Cet ouvrage contient l'un et l'autre de ces destins scientifiques et met l'accent sur leur dimension « politique ». Car si nous avons bien affaire à un cousin venu d'Amérique, la réunion de famille ne va pas de soi. Le fauteur de troubles pour certains affiche de surcroît un certain engagement. Le politique est bien cet « autre » des sciences continentales des images qui, en réinscrivant le chercheur dans la cité, lui demande sans doute plus de perspicacité et de pratique que la sainte neutralité de principe professée aux étudiants.

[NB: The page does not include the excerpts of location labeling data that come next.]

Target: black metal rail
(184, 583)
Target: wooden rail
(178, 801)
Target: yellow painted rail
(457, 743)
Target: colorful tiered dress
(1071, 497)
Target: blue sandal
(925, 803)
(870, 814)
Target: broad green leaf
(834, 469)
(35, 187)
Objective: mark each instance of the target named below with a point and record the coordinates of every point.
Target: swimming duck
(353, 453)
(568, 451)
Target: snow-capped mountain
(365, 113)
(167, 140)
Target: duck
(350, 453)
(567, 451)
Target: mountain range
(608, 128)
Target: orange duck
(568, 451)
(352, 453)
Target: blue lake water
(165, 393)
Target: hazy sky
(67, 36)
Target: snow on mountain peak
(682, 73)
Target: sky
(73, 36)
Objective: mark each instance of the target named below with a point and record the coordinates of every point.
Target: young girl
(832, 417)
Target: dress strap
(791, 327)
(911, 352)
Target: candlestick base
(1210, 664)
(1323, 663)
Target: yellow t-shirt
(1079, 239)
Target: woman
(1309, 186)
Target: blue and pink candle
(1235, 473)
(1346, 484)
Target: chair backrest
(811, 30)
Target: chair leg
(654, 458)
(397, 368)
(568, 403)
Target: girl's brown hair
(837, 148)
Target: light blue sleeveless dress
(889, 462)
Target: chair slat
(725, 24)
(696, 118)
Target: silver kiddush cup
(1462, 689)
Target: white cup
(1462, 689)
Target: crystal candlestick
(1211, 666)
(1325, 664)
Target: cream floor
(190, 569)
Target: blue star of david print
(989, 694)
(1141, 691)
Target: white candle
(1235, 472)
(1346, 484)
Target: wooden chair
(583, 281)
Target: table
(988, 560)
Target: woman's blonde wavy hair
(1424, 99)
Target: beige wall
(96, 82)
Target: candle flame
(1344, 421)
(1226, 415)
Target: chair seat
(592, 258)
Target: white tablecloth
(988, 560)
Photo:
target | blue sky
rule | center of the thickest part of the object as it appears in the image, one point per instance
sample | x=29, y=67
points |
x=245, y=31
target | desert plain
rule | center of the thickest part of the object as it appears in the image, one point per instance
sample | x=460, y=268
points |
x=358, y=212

La dimension la plus ambitieuse des approches américaines, résultat croisé des
cultural studies britanniques et de la
French theory, n'est cependant pas une importation : le politique est l'une des figures fécondes du passage de l'étude des images comme représentation à celle des images comme agent social performatif, incluant les arts (de faire voir) et le puits historique d'où sort la pensée démocratique du visible.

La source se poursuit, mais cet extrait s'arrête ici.